I think you are struggling with the differences between implicit and explicit time dependence, which was well explained here.
It is true that, since $r=r(t)$ and generally $g=g(r)$, we think about $g$ varying on time, but this variation is implicit. Explicitly, we could say that $g\neq g(t)$ and
$$
{\partial g\over \partial t} = 0.
$$
The total time derivative, on the other hand, would be not zero, since
$$
{dg\over dt} = {dr\over dt}{dg\over dr}
$$
And the two quantities on the r.h.s. are generally not zero. We have
$$
g(r) = {GM\over r^2} \rightarrow {dg\over dr} = {-2GM\over r^3} = -\frac 2r g(r)
$$
So we can write
$$
{dg\over dt} = -\frac 2r {dr\over dt} g(r)
$$
There is no scape but to calculate $r(t)$ explicitly and get the derivative, which people already explained in the comments that it is a hard task. What you can do is to consider some approximations for $r(t)$, but I'm not sure how much insightful it can be, since at the end you only have an implicit time dependence.

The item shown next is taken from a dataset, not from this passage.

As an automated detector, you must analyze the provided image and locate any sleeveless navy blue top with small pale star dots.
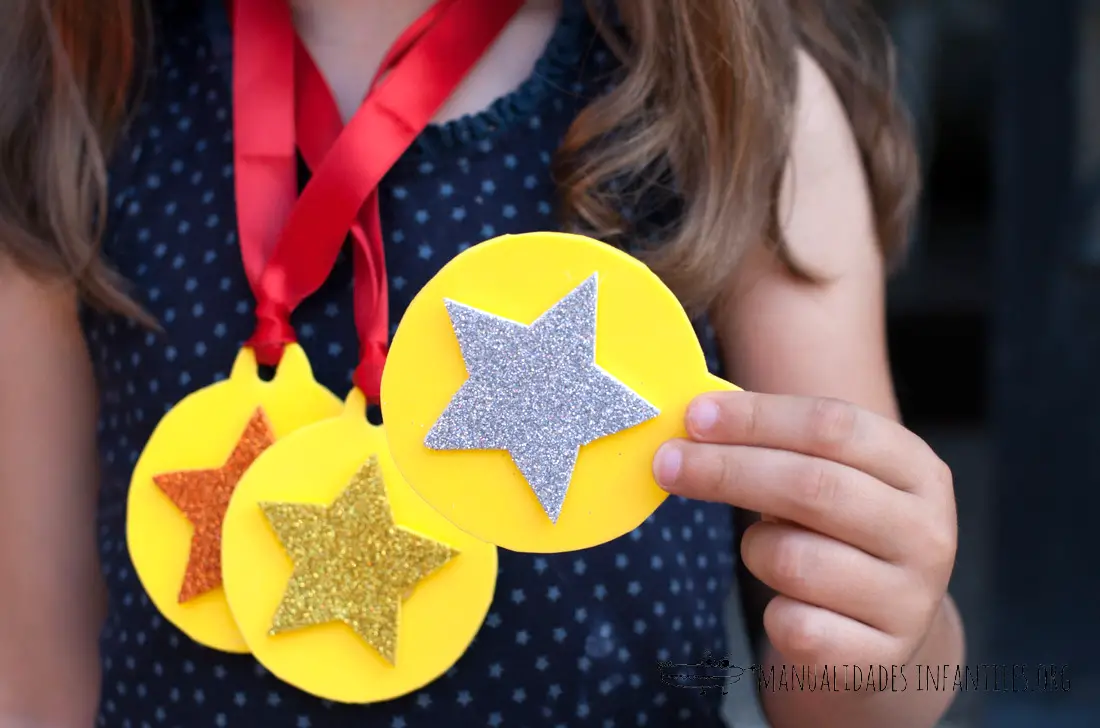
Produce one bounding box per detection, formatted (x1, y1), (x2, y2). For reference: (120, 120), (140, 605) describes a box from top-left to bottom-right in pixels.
(85, 0), (735, 728)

In fact, the expression above will only give you $g(r(t))$ again, and it could only be thought as a explicit function of time if we substitute $r$ by $r(t)$ in the expression of $g$ and write $g(t) \equiv g(r(t))$.
Consider for example that for some reason, a body not following a Keplerian orbit have constant negative radial velocity ${dr\over dt} = - C$ for $C>0$ (it is going to the center of earth). Then $r(t) = r_0 - Ct$ and we have
$$
{dg\over dt} = {2C\over r_0 - Ct} g \rightarrow \ln g = -2\ln(r_0-Ct) + K\rightarrow g(t) = {K\over (r_0 -Ct)^2}
$$
Which is the same result we get by inserting $r(t)$ directly in the expression of $g(r)$ and setting the constant $K=GM$.